Expressions and Computation

This is a developer level document. It conveys some of the design decisions around the use of expressions and their lowering to computational backends. It is intended for new developers. It is not necessary to understand this document in order to use Blaze.

Expressions

Blaze represents expressions as Python objects. Classes include

  • Symbol: leaf expression, t
  • Projection: subset of columns, t[['name', 'amount']]
  • Selection: subset of rows t[t.amount < 0]
  • Field: single column of data or field of record dataset t.name
  • Broadcast: a scalar expression broadcast to a collection, t.amount + 1
  • Join: join two expressions on shared fields , join(t, s, 'id')
  • Reduction: perform a sum or min or max on a collection, t.amount.sum()
  • By: split-apply-combine operation, by(t.name, total=t.amount.sum())
  • Also: Sort, Distinct, Head, Label, Map, Merge, ...

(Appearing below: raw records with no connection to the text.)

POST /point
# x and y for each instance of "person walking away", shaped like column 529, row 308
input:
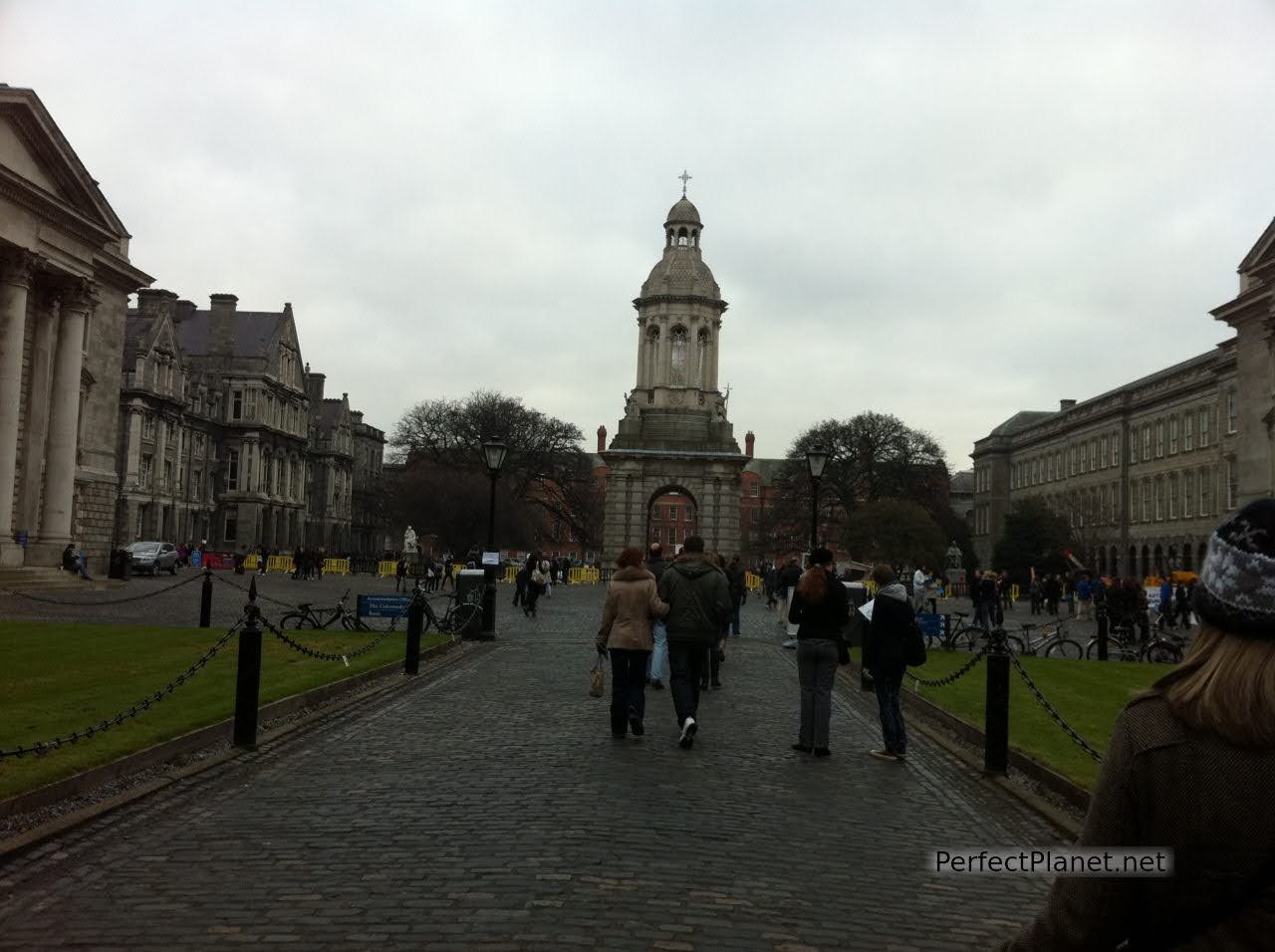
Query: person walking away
column 520, row 580
column 1188, row 769
column 884, row 656
column 820, row 609
column 770, row 583
column 1183, row 604
column 1165, row 604
column 699, row 600
column 632, row 602
column 655, row 565
column 738, row 583
column 918, row 589
column 1085, row 595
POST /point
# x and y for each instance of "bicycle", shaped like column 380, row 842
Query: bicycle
column 966, row 636
column 310, row 617
column 455, row 619
column 1053, row 641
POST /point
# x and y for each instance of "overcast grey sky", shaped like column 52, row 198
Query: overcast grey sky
column 945, row 210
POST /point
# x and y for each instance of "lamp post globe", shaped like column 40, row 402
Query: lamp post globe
column 816, row 458
column 494, row 454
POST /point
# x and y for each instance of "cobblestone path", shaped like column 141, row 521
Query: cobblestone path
column 488, row 807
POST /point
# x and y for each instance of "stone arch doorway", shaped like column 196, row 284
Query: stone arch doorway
column 672, row 514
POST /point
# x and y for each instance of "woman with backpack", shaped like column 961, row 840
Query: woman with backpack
column 820, row 608
column 885, row 655
column 1188, row 773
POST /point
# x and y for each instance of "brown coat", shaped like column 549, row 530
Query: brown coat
column 1164, row 784
column 632, row 604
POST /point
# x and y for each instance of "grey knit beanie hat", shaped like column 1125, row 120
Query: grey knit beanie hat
column 1237, row 580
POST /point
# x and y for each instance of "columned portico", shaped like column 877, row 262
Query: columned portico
column 55, row 528
column 16, row 276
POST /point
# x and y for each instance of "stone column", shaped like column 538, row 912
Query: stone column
column 14, row 285
column 39, row 378
column 55, row 532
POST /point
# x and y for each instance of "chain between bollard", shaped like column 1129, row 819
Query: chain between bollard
column 151, row 593
column 1050, row 709
column 955, row 675
column 132, row 711
column 326, row 655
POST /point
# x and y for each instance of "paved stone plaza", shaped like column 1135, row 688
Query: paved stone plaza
column 487, row 807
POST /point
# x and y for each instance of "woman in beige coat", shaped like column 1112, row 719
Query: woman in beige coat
column 1189, row 769
column 632, row 605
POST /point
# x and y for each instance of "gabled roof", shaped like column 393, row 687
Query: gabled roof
column 254, row 331
column 45, row 160
column 1265, row 247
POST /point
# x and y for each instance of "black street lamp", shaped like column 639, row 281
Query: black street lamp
column 816, row 458
column 495, row 452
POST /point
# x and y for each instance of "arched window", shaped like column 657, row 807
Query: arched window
column 677, row 346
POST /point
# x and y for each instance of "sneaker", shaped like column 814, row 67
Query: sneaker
column 687, row 738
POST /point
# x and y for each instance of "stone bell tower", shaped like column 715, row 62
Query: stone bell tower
column 674, row 435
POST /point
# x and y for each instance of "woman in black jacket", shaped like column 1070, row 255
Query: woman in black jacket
column 884, row 655
column 820, row 608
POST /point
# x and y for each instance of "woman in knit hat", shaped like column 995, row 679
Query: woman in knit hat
column 1191, row 768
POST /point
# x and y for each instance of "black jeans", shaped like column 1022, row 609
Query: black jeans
column 628, row 687
column 686, row 665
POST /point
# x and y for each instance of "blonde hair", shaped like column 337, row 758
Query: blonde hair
column 1225, row 684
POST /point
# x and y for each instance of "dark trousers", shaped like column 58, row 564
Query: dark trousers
column 892, row 714
column 628, row 687
column 816, row 668
column 686, row 664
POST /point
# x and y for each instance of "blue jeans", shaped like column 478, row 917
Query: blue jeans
column 655, row 665
column 892, row 732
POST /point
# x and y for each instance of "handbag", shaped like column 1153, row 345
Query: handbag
column 597, row 681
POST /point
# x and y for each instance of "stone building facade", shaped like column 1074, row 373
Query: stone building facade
column 674, row 435
column 1143, row 472
column 226, row 437
column 65, row 279
column 1147, row 470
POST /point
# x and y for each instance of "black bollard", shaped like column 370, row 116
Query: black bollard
column 414, row 619
column 247, row 683
column 996, row 715
column 205, row 600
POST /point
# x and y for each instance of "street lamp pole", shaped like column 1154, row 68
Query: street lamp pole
column 816, row 458
column 494, row 451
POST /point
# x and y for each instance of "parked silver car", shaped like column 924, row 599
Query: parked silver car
column 153, row 557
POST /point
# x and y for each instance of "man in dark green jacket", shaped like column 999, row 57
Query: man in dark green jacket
column 699, row 604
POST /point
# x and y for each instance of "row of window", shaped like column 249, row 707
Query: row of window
column 1152, row 440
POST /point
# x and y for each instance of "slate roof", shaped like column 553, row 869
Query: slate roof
column 253, row 332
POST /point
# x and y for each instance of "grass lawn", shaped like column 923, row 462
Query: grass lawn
column 1087, row 693
column 59, row 677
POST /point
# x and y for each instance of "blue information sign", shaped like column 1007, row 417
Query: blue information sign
column 382, row 605
column 931, row 624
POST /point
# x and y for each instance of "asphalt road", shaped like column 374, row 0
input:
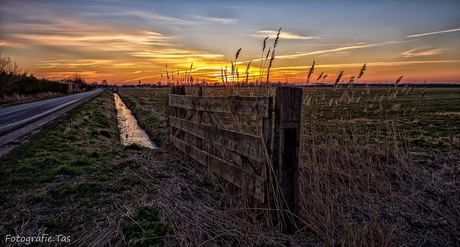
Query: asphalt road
column 19, row 120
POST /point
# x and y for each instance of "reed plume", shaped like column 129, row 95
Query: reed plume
column 320, row 76
column 398, row 81
column 262, row 58
column 312, row 68
column 272, row 57
column 338, row 79
column 361, row 72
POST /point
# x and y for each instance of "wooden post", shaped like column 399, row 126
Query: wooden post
column 288, row 108
column 174, row 111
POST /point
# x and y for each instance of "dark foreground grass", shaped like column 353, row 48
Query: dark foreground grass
column 74, row 179
column 365, row 181
column 379, row 165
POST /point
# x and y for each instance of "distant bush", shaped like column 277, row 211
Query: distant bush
column 14, row 81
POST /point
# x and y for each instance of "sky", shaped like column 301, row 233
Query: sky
column 127, row 41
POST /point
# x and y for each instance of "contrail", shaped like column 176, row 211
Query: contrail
column 431, row 33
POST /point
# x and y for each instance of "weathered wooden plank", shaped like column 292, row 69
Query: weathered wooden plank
column 215, row 120
column 248, row 106
column 245, row 144
column 253, row 184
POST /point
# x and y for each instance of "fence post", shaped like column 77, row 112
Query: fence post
column 288, row 108
column 176, row 112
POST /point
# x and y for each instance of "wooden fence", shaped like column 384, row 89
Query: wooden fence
column 265, row 165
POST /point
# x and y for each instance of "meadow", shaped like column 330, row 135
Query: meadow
column 379, row 165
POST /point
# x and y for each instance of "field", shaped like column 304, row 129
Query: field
column 379, row 168
column 379, row 165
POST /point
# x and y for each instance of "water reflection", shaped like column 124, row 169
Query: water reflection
column 130, row 132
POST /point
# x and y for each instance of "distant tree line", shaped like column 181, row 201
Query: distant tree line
column 13, row 80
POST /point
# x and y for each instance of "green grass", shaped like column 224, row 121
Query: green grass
column 68, row 176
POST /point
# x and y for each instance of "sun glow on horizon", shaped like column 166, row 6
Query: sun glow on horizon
column 128, row 43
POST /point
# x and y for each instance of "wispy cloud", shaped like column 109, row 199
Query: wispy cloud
column 283, row 35
column 369, row 64
column 175, row 54
column 217, row 20
column 338, row 49
column 423, row 51
column 433, row 33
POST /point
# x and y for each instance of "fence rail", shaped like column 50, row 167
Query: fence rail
column 277, row 146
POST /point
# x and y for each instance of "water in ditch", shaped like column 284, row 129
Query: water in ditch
column 130, row 132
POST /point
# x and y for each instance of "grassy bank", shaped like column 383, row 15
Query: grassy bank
column 75, row 179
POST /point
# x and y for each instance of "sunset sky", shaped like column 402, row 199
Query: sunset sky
column 124, row 41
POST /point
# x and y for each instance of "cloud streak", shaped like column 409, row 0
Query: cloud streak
column 338, row 49
column 283, row 35
column 433, row 33
column 423, row 51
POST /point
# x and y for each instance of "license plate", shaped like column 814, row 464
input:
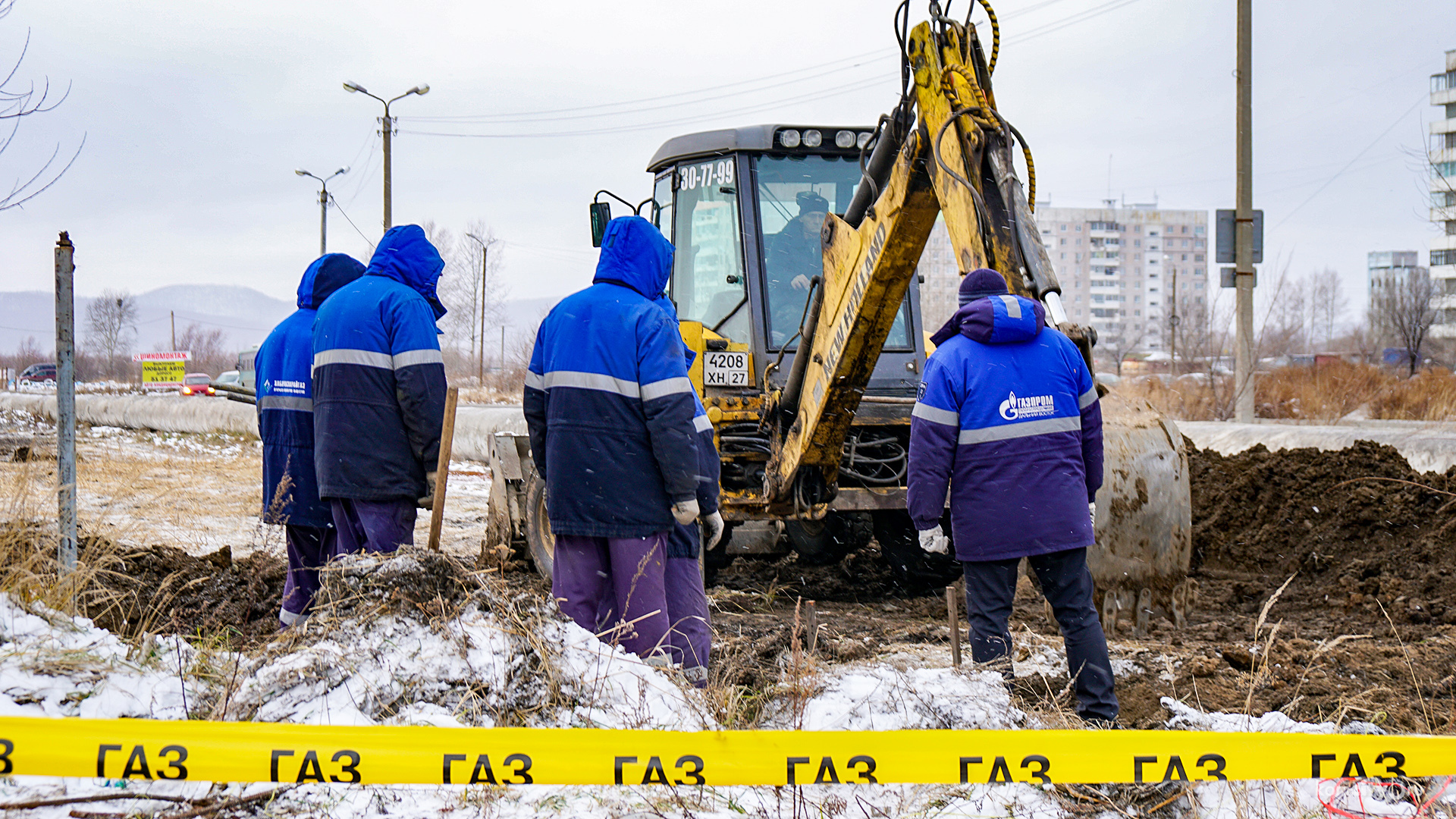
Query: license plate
column 726, row 369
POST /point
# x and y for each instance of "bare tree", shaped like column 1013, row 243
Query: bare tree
column 462, row 292
column 111, row 327
column 1401, row 309
column 18, row 104
column 1327, row 303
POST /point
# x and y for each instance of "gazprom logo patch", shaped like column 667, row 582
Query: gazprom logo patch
column 1025, row 409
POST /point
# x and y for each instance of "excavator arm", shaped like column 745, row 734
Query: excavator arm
column 946, row 150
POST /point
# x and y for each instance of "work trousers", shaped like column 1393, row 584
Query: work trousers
column 309, row 547
column 373, row 525
column 990, row 586
column 691, row 635
column 617, row 588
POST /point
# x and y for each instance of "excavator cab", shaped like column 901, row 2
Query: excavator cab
column 745, row 209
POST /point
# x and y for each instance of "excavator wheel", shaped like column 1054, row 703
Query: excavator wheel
column 915, row 570
column 827, row 541
column 539, row 539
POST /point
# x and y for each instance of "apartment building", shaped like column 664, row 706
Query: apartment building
column 1443, row 199
column 1117, row 265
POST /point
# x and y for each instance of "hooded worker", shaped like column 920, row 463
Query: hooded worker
column 286, row 428
column 610, row 417
column 379, row 394
column 1008, row 417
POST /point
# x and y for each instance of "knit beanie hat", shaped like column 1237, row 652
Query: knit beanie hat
column 982, row 283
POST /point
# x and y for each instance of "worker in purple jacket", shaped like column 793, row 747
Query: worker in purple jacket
column 1008, row 419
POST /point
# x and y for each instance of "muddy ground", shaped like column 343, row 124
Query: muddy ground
column 1366, row 629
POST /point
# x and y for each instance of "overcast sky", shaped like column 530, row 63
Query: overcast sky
column 196, row 115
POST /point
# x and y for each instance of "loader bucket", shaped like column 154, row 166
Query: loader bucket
column 1144, row 516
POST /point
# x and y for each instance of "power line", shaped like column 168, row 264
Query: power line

In each case an operation (like Selection) is a Python class. Each expression defines a fixed set of fields in the _arguments attribute

class Selection(Expr):
    _arguments = '_child', 'predicate'

class Field(ElemWise):
    _arguments = '_child', 'fieldname'

To create a node in the tree explicitly we create a Python object of this class

>>> from blaze.expr import *
>>> t = symbol('t', 'var * {id: int, name: string, amount: int}')
>>> amounts = Field(t, 'amount')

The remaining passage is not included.